The destructive and unpredictable nature of earthquakes can not only wreak havoc on buildings but negatively impact surrounding societies, causing uncertainty and fear. In addition to injuries, organizations and infrastructure may be disrupted. Hence, the long-term repercussions of this are socially, economically and environmentally unsustainable.  This was demonstrated through the Nepal 2015 earthquake. In the 2 year aftermath, less than 5% of the destroyed houses were rebuilt, leaving 800, 000 families to take refuge in temporary shelters. If we understand how to engineer earthquake-safe buildings, we will be able to better resist the inevitable damage brought upon us, which would save lives, infrastructure and organizations, creating a safer society for all to reside in.

To end our science course, we were tasked with designing, building and testing a model that would withstand a major earthquake. To be considered successful, this model:

  • was to be made out of spaghetti and blu-tack
  • had to remain standing after an earthquake, as simulated by the 10-second shake of a table. Ideally, it had to be left undamaged after P Waves, S Waves & Surface Waves.
  • had to be quick and easy to assemble
  • constructed using scissors and a ruler
  • It was required to have
    • a maximum base of 30cm by 30cm
    • a minimum height of 60 cm
    • a 5 cm by 5 cm platform at the top
    • a cost less than $60, where each spaghetti strand or gram of blu-tack costs $1. (This was given twice for the initial prototype and once for the second prototype.)

Concept sketches of our intended model that was unsuccessful.

We first engaged in a 50-minute design sprint, and then researched, created a plan and engineered a model based on this. Throughout the process, we kept in mind the design features that would help improve building resistance. As a result of this, our final model was drastically different.

While our building was stable, a piece of spaghetti snapped, dislodging others.

Our building was able to withstand all types of waves, however, due to unforeseen circumstances arising from snapped spaghetti, the fragility of the materials and the interactions between the blu-tack and spaghetti, we were forced to alter, adapt and change our plan. This caused us to have a lack of resources as we neared the top of our model, meaning that we missed the height requirement by a few centimetres. However, we learnt that having a top that is flexible and able to sway on a rigid base is not necessarily a negative. Overall, though the building could not be implemented in real life, it fulfilled most requirements, with the exception being the height.

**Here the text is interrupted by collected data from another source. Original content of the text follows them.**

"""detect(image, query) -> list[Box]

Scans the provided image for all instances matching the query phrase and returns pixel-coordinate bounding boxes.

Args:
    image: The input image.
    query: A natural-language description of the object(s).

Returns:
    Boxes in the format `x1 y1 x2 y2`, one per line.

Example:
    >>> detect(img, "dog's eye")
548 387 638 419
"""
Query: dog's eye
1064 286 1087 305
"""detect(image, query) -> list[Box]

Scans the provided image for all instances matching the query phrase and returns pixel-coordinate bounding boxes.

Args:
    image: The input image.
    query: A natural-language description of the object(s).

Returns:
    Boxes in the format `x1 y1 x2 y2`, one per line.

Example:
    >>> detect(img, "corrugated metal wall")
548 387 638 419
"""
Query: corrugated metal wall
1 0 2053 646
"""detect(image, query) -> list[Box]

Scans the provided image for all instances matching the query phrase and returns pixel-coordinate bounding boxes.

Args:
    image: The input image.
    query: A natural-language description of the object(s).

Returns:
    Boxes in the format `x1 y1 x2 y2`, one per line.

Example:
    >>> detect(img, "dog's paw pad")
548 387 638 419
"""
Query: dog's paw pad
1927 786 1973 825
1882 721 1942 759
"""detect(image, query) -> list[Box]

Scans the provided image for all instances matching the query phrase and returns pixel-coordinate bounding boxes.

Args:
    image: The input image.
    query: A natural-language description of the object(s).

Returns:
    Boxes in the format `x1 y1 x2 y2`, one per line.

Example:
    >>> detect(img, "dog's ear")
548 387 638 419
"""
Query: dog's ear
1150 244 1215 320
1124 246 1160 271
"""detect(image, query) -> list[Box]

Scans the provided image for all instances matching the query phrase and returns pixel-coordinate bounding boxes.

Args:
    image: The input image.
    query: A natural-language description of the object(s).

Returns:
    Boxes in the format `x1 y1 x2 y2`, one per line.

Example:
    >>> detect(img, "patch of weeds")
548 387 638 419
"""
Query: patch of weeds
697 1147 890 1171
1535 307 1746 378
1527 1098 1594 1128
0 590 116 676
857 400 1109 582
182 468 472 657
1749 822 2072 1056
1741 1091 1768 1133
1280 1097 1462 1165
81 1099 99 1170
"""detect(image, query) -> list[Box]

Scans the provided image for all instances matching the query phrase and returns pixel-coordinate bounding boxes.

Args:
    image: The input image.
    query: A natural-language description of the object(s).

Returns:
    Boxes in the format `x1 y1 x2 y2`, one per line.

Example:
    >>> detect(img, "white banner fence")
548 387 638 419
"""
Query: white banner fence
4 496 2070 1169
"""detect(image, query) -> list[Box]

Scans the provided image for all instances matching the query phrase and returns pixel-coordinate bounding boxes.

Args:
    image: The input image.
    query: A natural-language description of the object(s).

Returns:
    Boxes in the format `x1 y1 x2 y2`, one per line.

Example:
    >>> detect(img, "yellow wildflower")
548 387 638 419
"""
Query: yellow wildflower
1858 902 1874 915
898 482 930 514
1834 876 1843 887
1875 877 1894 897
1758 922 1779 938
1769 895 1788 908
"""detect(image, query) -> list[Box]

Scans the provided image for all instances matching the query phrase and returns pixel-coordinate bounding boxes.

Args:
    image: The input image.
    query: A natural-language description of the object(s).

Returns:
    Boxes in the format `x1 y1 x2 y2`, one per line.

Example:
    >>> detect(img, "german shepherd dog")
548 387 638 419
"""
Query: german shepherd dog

I thought that our research was thorough, however, as it couldn’t perfectly correlate to real life, it was partly for naught. In terms of teamwork, I thought that we collaborated by distributing the work evenly and taking initiative as required.

To improve the outcomes of the project, it would have been beneficial to spend less time observing, deliberating and researching, to allow more time to iron out any inevitable problems or experiment more with bases that would work and think about how theory applies to real life (by taking into account the specific materials we have on hand).

Building in the process.